The teaching version's separation is clearer for teaching — readers immediately see "add a tool = two definitions".

2. Concurrency Safety: isConcurrencySafe()

Tool Concurrency

The teaching version executes tools one by one in original order, without concurrency. CC uses isConcurrencySafe(input) to determine concurrency — note this isn't simply "read-only vs write", but judges by specific input:

isReadOnly isConcurrencySafe
FileRead true true
Glob true true
Bash ls true true ← key difference
Bash rm false false
TaskCreate false true ← modifies state but can be concurrent (introduced in s12)

CC's Bash tool's isConcurrencySafe equals isReadOnly — read-only commands can be concurrent, write commands cannot. TaskCreate modifies task files, but each writes a different file, so it can be concurrent.

3. Partition Algorithm

CC's partitionToolCalls() (toolOrchestration.ts:91-115) doesn't split into two groups — it batches tool calls by consecutive blocks:

[read A, read B, glob *.py, bash "rm x", read C]
  → batch1(concurrent): [read A, read B, glob *.py]
  → batch2(serial): [bash "rm x"]
  → batch3(concurrent): [read C]

Consecutive concurrency-safe calls are grouped into the same batch for truly concurrent execution (toolOrchestration.ts:152-176, with a concurrency limit). When a non-concurrency-safe call is encountered, a new batch starts for serial execution.

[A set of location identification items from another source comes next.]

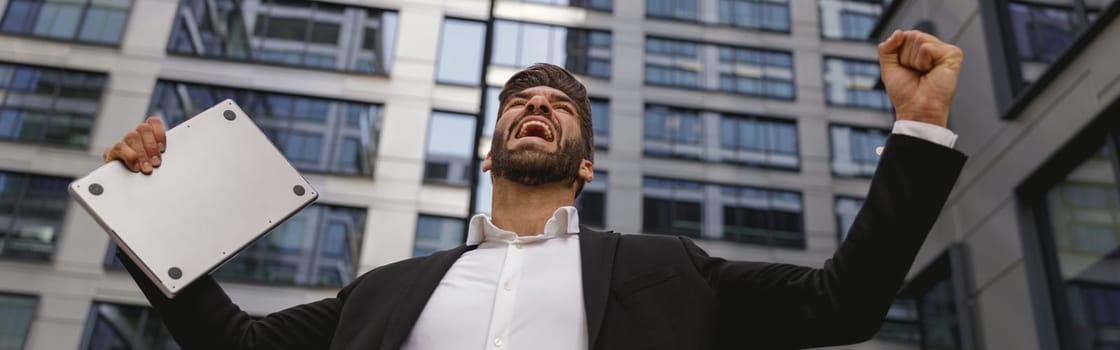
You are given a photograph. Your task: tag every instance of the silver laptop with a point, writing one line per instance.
(221, 186)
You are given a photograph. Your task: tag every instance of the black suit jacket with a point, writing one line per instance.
(640, 291)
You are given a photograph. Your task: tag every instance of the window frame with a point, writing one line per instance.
(950, 265)
(385, 74)
(62, 221)
(85, 10)
(484, 53)
(701, 84)
(700, 21)
(585, 7)
(470, 159)
(466, 228)
(35, 311)
(829, 102)
(1046, 284)
(92, 319)
(55, 95)
(832, 149)
(521, 25)
(870, 31)
(1013, 94)
(332, 137)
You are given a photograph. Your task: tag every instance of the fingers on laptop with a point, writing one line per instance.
(140, 148)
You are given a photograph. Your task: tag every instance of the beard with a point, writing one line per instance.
(533, 166)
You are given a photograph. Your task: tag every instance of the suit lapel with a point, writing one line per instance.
(597, 255)
(413, 297)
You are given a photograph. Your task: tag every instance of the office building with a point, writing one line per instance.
(747, 125)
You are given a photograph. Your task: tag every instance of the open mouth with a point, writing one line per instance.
(535, 128)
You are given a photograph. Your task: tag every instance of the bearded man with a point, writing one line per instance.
(531, 277)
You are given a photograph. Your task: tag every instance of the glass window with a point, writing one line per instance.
(460, 52)
(600, 122)
(673, 9)
(593, 202)
(316, 135)
(672, 131)
(436, 233)
(758, 15)
(112, 327)
(722, 212)
(31, 211)
(765, 15)
(591, 5)
(579, 51)
(102, 21)
(739, 70)
(318, 247)
(1041, 31)
(848, 19)
(758, 141)
(851, 83)
(48, 106)
(450, 145)
(1082, 229)
(762, 217)
(19, 312)
(672, 206)
(855, 149)
(305, 34)
(847, 209)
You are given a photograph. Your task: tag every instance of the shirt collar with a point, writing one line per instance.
(563, 221)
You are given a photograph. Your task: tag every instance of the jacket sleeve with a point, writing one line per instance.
(203, 316)
(785, 306)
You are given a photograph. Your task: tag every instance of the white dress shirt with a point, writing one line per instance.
(528, 292)
(510, 293)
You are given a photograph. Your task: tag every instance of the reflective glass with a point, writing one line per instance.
(127, 327)
(855, 149)
(31, 212)
(102, 21)
(435, 233)
(600, 122)
(593, 202)
(460, 52)
(18, 311)
(848, 19)
(851, 83)
(305, 34)
(579, 51)
(47, 104)
(846, 209)
(450, 145)
(1083, 212)
(316, 135)
(318, 247)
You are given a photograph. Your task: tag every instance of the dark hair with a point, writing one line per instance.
(543, 74)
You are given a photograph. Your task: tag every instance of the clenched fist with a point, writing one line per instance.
(140, 148)
(921, 74)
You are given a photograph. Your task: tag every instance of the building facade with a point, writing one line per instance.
(747, 125)
(1027, 251)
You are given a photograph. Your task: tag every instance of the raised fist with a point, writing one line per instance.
(921, 74)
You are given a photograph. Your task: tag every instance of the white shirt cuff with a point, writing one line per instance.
(925, 131)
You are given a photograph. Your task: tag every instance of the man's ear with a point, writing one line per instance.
(586, 171)
(486, 163)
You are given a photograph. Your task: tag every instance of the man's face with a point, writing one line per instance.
(538, 138)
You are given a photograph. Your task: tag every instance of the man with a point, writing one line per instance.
(530, 277)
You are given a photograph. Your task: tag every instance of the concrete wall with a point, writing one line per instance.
(983, 211)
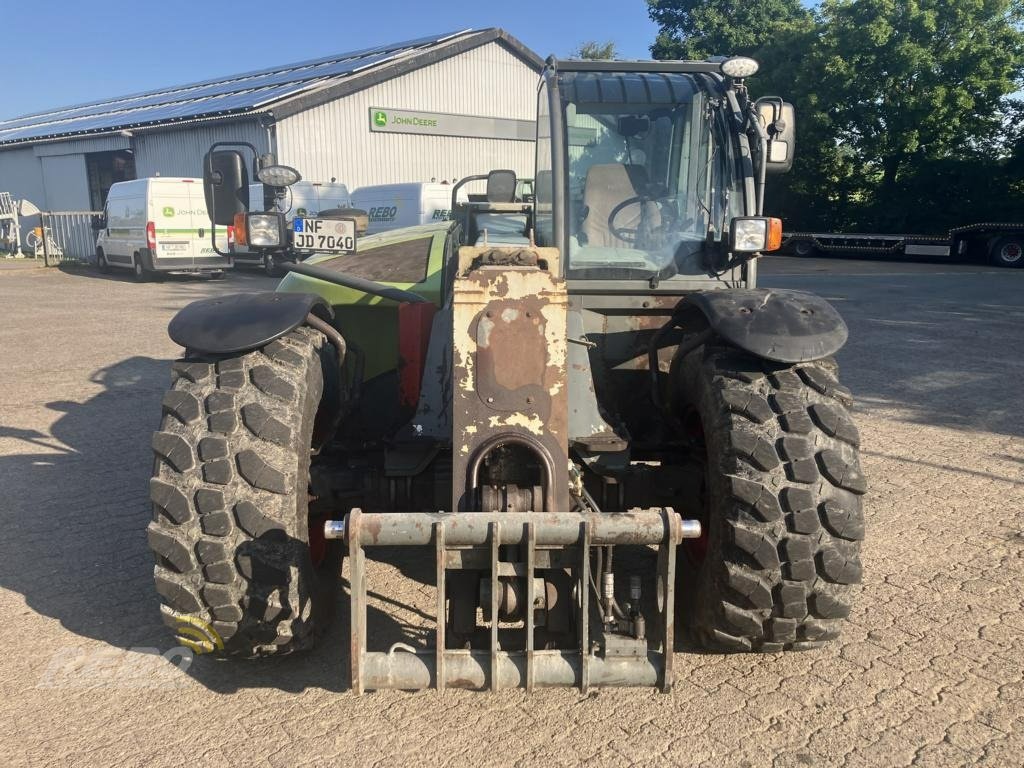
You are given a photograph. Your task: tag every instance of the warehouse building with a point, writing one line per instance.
(441, 107)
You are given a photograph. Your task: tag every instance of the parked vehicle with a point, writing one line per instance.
(561, 398)
(303, 199)
(396, 206)
(1000, 244)
(156, 225)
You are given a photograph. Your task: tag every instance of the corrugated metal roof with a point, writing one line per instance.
(211, 98)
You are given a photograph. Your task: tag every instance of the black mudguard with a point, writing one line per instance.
(239, 323)
(777, 325)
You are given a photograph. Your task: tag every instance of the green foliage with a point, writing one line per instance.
(691, 29)
(592, 49)
(902, 110)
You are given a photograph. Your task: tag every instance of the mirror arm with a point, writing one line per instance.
(762, 133)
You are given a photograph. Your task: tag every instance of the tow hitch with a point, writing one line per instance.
(527, 564)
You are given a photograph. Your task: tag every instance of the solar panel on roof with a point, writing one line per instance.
(210, 97)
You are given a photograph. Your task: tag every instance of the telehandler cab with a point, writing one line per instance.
(523, 392)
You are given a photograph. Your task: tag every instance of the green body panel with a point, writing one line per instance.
(369, 322)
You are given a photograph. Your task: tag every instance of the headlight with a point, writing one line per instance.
(739, 67)
(752, 233)
(265, 229)
(279, 175)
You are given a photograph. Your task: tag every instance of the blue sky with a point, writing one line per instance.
(65, 52)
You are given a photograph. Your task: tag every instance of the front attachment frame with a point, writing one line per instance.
(469, 540)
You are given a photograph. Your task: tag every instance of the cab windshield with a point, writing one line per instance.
(650, 171)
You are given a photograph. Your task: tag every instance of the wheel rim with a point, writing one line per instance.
(1011, 252)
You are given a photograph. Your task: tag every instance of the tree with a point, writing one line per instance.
(592, 49)
(907, 83)
(697, 29)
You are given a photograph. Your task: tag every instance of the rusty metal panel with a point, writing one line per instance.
(509, 370)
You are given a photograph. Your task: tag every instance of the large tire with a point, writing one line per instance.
(1008, 251)
(230, 529)
(781, 503)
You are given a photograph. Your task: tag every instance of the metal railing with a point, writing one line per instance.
(65, 237)
(10, 232)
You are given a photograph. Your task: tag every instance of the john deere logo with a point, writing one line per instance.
(198, 635)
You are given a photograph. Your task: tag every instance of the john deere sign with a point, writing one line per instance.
(441, 124)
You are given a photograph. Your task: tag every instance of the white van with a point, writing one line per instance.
(395, 206)
(302, 199)
(159, 224)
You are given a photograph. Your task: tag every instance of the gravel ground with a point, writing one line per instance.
(929, 671)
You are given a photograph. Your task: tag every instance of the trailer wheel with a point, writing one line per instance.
(781, 503)
(1008, 251)
(237, 551)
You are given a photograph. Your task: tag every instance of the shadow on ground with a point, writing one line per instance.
(75, 510)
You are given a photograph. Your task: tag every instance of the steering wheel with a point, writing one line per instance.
(644, 233)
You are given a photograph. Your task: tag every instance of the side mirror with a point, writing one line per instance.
(501, 186)
(780, 121)
(225, 182)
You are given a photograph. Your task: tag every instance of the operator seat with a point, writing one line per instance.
(606, 187)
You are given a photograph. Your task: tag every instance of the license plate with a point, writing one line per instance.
(331, 236)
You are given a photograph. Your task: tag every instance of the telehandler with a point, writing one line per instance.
(524, 392)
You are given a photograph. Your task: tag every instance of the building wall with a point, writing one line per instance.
(66, 182)
(334, 139)
(22, 175)
(179, 152)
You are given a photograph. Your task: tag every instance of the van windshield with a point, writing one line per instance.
(649, 169)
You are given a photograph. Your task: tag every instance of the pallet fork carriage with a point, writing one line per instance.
(467, 541)
(559, 374)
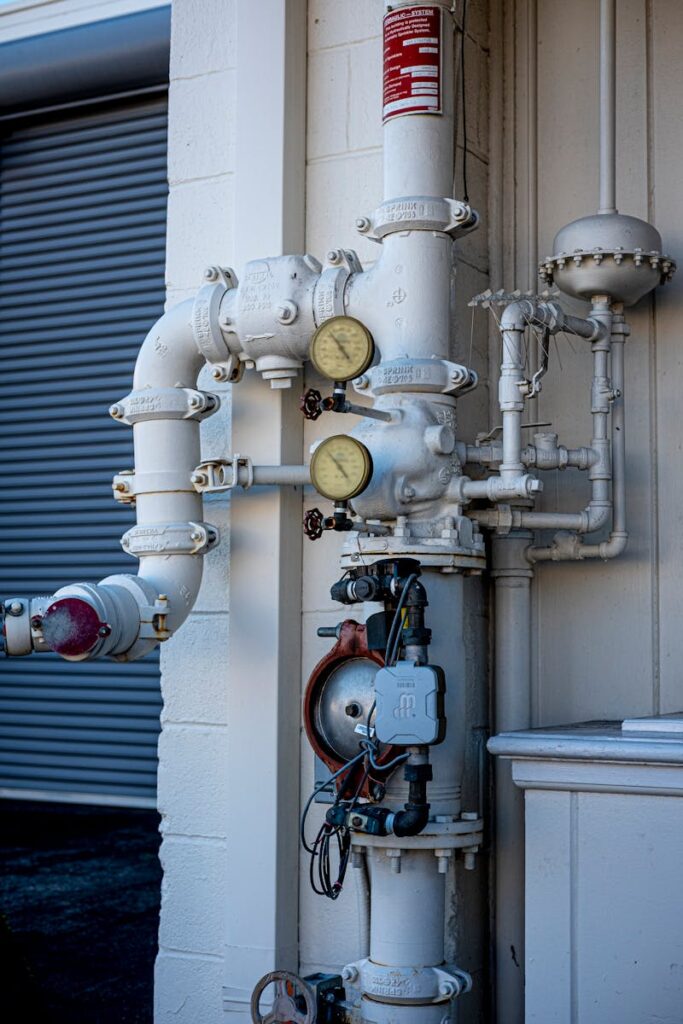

Batches are strictly sequential.

4. Validation Pipeline

Each tool call in CC goes through a strict 5-step validation (toolExecution.ts):

  1. Zod schema validation (614-680, teaching version uses JSON Schema): parameter type/structure check
  2. Tool-level validateInput() (682-733): parameter value validation (e.g., is the path within the working directory)
  3. PreToolUse hooks (800-862, covered in s04): hooks can return messages, modify input, or block execution
  4. Permission check (921-931, core topic of s03): canUseTool + checkPermissions → allow/deny/ask
  5. Execute tool.call() (1207-1222)

The teaching version omits Zod (uses JSON Schema), omits validateInput (uses safety functions), but preserves the permission check and hook concepts.

5. Streaming Tool Execution

CC's StreamingToolExecutor (StreamingToolExecutor.ts) starts tools while the model is still generating — no waiting for the model to finish. read_file might complete while the model is still outputting "Let me analyze". The teaching version doesn't implement this, consistent with s01's goal — conceptual clarity, not peak performance.

6. Tool Result Persistence

Each tool has a maxResultSizeChars field. Results exceeding this threshold are persisted to disk, and the model sees a preview + file path. FileRead is special — set to Infinity, preventing file read output from being persisted again. Specifically, if FileRead's result exceeds the threshold and gets persisted, the model's next read of that persisted file would trigger another persistence → infinite loop (read file → persist → re-read → re-persist → ...).